Dragonchain CEO Joe Roets at the GeekWire Summit in 2017. (Photo by Dan DeLong for GeekWire)

Dragonchain, a cryptocurrency company based in Bellevue, Wash., was sued Tuesday by the Securities and Exchange Commission on allegations that it engaged in the illegal sale of unregistered securities through its 2017 initial coin offering and subsequent sales of its DRGN tokens totaling $16.5 million.

The company, founded in 2017 by a former Walt Disney Co. blockchain architect, has denied the allegations in previous statements anticipating the SEC lawsuit.

It’s the latest cryptocurrency company to face such allegations from the SEC, which asserts that certain crypto assets fit the legal definition of securities, requiring greater levels of federal regulation and scrutiny than commodities do.

Dragonchain’s founder and CEO, John Joseph “Joe” Roets, is named as a defendant in the suit along with three affiliated companies and organizations: Dragonchain Inc., Dragonchain Foundation, and The Dragon Company.

“Because Dragonchain never filed a registration statement for its offer and sale of DRGNs, it never provided investors with the material information that other issuers include in such statements when soliciting public investment,” the SEC alleges in the 17-page complaint, filed Tuesday in U.S. District Court in Seattle.

That allowed the company to operate in “an information vacuum,” selling the tokens “into a market that possessed only the information Dragonchain chose to share about DRGNs,” the suit alleges.

The suit did not catch Dragonchain by surprise.
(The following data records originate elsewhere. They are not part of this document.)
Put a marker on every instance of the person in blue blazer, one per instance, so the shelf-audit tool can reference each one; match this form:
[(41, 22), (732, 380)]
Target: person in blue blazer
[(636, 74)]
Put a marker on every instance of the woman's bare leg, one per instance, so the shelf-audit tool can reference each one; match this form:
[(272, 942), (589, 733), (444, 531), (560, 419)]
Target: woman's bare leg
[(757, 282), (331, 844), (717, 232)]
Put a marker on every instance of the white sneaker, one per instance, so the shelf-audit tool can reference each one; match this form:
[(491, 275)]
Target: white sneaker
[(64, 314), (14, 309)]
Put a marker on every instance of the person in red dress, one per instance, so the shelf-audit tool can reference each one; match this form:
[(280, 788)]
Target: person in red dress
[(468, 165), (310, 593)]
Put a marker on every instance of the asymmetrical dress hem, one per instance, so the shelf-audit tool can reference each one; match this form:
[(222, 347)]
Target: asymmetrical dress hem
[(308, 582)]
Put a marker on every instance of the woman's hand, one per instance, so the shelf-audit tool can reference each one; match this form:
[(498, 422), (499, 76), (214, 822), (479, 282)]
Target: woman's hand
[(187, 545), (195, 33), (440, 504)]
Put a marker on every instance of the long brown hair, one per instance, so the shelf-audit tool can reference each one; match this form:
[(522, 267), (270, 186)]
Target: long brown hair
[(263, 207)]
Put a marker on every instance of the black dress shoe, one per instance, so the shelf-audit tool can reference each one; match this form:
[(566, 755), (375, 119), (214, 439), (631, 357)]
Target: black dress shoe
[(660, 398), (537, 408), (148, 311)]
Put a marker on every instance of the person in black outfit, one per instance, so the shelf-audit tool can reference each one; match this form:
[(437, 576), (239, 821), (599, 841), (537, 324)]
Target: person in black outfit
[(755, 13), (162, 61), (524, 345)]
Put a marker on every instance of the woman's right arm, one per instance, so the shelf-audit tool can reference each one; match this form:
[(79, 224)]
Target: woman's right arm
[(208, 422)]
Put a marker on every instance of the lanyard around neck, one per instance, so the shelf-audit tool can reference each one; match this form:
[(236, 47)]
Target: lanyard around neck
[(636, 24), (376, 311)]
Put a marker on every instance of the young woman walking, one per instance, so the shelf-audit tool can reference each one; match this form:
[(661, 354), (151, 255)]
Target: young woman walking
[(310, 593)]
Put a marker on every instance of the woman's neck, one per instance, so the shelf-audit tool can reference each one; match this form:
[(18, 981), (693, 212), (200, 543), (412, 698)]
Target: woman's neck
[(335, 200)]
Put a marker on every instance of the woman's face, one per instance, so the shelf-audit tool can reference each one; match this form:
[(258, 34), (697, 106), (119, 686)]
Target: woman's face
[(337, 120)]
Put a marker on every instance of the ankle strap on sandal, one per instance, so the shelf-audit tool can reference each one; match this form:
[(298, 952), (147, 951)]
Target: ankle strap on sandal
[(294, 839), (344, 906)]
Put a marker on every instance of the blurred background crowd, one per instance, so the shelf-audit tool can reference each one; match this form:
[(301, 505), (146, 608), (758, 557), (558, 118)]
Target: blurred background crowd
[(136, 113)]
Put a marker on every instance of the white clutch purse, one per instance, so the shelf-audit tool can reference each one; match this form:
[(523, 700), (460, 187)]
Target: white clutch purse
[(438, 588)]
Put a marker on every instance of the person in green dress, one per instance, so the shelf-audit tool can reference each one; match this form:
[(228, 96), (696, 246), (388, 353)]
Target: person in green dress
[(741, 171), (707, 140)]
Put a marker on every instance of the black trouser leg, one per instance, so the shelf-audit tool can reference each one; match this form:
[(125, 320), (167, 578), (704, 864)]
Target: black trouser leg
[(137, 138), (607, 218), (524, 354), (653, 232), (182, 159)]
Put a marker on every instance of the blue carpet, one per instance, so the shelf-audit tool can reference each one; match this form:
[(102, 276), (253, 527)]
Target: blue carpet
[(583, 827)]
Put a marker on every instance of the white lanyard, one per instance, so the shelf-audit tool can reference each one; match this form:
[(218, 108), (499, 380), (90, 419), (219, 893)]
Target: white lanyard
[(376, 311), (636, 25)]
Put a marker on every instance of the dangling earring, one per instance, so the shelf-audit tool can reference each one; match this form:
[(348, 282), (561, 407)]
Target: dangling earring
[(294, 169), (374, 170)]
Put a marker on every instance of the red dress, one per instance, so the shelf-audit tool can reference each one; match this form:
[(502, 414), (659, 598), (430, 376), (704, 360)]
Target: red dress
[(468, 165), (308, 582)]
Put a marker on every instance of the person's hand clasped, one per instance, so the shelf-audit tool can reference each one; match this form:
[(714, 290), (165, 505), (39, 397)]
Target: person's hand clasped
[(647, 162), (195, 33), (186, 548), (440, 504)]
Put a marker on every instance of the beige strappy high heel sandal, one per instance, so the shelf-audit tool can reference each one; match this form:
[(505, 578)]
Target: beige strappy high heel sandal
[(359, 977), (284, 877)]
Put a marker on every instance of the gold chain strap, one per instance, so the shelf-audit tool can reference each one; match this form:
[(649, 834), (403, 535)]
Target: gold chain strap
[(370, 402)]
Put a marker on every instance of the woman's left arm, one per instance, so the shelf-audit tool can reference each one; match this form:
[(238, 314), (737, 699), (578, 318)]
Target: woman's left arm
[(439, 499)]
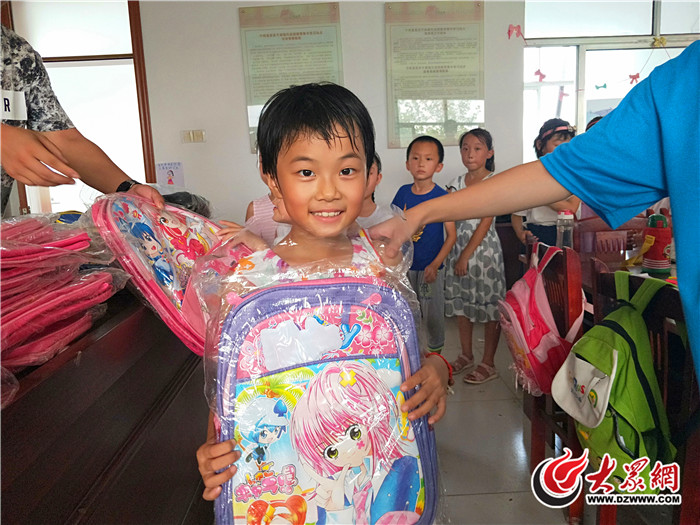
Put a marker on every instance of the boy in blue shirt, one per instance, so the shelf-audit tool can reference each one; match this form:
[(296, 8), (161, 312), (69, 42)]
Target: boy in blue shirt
[(433, 242)]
After more than four years of communications, the SEC informed Dragonchain on April 27 that investigators would recommend pursuing Dragonchain for the alleged sale of unregistered securities, according to a May 24 post by Roets that linked to a lengthy pre-emptive defense.
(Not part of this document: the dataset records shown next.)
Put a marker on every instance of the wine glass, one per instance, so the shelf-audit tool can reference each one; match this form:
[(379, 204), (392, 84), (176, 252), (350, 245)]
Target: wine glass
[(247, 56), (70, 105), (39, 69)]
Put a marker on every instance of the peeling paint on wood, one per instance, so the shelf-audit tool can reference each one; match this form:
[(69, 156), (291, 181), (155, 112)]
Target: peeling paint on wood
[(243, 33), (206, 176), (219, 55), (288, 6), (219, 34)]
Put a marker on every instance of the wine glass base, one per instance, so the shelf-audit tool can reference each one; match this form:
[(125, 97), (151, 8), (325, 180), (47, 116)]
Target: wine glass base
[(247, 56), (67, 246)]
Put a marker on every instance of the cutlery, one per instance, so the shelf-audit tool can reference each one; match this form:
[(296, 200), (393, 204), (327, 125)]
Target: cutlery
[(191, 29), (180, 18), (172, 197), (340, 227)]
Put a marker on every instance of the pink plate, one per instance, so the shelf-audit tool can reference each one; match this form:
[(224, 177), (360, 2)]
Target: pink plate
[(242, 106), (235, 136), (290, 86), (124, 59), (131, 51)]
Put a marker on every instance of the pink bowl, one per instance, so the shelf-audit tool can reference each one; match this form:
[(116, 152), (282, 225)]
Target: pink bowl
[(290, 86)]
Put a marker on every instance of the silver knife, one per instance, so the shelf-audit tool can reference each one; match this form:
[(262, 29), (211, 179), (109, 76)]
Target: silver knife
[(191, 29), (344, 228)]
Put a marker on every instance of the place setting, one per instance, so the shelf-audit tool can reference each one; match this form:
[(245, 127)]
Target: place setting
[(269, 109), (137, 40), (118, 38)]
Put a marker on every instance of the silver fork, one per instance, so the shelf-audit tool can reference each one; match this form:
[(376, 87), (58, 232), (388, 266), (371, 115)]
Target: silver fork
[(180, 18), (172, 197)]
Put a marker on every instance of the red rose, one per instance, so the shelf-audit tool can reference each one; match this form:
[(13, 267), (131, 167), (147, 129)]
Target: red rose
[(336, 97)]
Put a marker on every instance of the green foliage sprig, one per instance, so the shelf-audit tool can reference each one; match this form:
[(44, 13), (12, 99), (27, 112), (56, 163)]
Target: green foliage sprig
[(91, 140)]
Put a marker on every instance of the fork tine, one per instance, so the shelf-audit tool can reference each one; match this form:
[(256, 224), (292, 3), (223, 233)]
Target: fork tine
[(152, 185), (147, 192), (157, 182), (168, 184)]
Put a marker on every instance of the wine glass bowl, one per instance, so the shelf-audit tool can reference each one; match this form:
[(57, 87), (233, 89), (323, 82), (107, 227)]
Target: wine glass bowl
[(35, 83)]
That defense said, in part, “Purchasers of the DRGN micro-license did so knowing and legally acknowledging that the DRGN was a software utility license to be used on the Dragonchain platform and did not in any way represent shared equity or ownership in Dragonchain, the Dragonchain platform, or any other related IP.”

Roets also wrote at the time, “We are confident that we have a very strong case against any such charges should they be filed. We are also confident that this will not affect ongoing business or any other project plans.

Update: Dragonchain issued this response to the lawsuit Wednesday morning.

We are, of course, disappointed by the Commission’s decision. We’ve been consistent about the token model and utility as a software license since the beginning, when we filed for a patent on the model which was later granted by the USPTO.

Much of the complaint appears to be based on misunderstandings of the technology and the facts, for which we do not fault them as they are not software engineers or developers. We are still reviewing the complaint.

Details and information on our history, architecture, token model, and vision can be found in our response letter to the SEC dated May 19th

After the SEC suit was filed, news site Crypto Briefing published an investigative report Tuesday afternoon about Dragonchain based on interviews with former employees and others connected with the company.

Update: Dragonchain issued a response to the Crypto Briefing report.

The push to treat certain crypto assets as securities also led the SEC to file a lawsuit in July against a former Coinbase employee in Seattle who was charged separately with insider trading of cryptocurrency. Many involved in the crypto industry assert that such assets should be treated as commodities, not securities.